I have been plowing forward full steam ahead with my novels and day job and patreon, and that doesn’t leave time for much else. But I’ve taken tentative steps now, at least, to stop numbing the world so much. This also means understanding when to say no to opportunities and travel. I had to cancel a few more things this year and early next because it just wasn’t healthy or realistic for me. My doctor had started making concerned noises the last year or so, as my blood pressure was going up for the first time (it has since come down) and my blood sugar was suffering (it has since gotten better). Bad habits pile up, and if I want to be around to write more books, I need to alter those habits… and stop carrying around so much of the weight of the world on my shoulders. However safe it feels, it’s an illusion, just like the drinking.

Traveling to Sweden at the end of May was a lovely trip, and I found myself relaxing, eating and drinking reasonably, and walking endlessly, just enjoying the incredible weather and the wonderful people. I imagined what it would be like to live in a country without feeling like so much was weighing me down. Imagine knowing that your healthcare is paid for, and you’ll have enough care in your old age. Imagine having six weeks off a year, and sick leave.
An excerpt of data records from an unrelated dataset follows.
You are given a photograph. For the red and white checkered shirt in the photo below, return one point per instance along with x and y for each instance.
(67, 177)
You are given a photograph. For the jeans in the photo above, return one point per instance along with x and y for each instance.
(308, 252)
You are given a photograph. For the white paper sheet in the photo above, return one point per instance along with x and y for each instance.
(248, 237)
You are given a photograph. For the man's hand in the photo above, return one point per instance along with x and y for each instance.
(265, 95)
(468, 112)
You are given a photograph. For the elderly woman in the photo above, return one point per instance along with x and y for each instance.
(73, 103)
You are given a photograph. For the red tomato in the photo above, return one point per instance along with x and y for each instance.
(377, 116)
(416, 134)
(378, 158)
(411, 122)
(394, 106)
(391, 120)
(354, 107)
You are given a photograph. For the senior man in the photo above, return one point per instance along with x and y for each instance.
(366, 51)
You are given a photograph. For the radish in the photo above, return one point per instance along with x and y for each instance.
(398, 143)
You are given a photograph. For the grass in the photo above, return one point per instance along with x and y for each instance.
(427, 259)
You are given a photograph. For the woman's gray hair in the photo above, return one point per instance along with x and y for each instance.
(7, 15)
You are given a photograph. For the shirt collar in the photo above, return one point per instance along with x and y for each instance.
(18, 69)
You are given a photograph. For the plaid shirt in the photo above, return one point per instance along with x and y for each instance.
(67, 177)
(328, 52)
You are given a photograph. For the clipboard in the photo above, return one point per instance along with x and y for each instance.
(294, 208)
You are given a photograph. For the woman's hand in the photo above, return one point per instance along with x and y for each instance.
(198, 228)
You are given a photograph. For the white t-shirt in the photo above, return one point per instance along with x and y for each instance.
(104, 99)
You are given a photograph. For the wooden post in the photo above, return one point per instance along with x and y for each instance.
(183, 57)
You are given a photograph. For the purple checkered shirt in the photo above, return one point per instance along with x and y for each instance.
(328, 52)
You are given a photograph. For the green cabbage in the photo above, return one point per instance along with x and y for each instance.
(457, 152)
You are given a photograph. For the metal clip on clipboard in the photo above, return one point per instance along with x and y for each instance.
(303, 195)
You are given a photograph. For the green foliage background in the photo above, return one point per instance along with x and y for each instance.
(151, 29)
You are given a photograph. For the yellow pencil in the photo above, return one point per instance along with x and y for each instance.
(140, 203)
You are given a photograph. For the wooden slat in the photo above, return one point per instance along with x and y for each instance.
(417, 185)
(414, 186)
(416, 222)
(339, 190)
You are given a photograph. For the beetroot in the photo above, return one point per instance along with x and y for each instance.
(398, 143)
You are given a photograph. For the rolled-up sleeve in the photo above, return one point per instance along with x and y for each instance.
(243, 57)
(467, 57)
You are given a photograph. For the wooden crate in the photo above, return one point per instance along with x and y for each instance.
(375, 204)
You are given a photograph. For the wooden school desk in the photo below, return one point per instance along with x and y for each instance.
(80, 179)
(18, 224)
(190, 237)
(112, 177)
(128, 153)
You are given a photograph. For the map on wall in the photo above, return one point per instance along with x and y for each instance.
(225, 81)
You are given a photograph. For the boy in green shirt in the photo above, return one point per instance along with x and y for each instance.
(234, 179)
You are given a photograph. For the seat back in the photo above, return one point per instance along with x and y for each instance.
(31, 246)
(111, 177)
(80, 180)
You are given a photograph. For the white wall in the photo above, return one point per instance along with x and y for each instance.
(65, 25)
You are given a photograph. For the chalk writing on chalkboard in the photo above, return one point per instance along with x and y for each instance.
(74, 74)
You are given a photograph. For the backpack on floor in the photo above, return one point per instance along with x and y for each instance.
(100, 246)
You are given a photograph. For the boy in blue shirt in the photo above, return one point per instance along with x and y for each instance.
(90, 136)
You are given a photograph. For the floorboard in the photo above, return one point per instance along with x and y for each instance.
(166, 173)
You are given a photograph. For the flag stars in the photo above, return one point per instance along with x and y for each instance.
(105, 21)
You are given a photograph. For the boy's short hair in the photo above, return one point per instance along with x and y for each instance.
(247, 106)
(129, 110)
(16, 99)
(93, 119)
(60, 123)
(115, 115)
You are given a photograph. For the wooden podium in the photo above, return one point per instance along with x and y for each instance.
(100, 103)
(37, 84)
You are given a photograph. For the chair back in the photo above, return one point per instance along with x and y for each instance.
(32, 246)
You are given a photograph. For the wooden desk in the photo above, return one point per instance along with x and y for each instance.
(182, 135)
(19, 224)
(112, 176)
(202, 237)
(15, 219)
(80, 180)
Imagine all this weight you’re carrying, all this fear and anxiety, being mitigated.

Certainly every place has its downsides, but getting outside our bubble here for the first time since 2013 was really valuable, to me. It reminded me that there are other ways to live that aren’t the hard grind of the American system, the one that encourages one to overwork until you fall over. I’ll never forget an old boss of mine telling the story of a coworker who was literally still working on things as he was hauled out on a stretcher by paramedics because he’d had a heart attack. This wasn’t told as a horror story, but a story of grit and persistence. A very American story. But that’s the story that results in us dying a lot sooner than people in other Western countries. And I’m not keen on dying for a long time yet. I have a lot of fucking books to write.

I want to learn to work smarter, not harder, the way that I know is possible. I don’t want to carry as much of my fear and anxiety and disappointment around with me. I want to believe in a better life. I know I have to build it, sure. What’s tough is in realizing that sometimes building that life means that you do nothing. You rest. You sleep. You paint. You walk. You laugh. You take your time. And that, the doing nothing, is the toughest part, for me. When you do nothing, you must feel everything.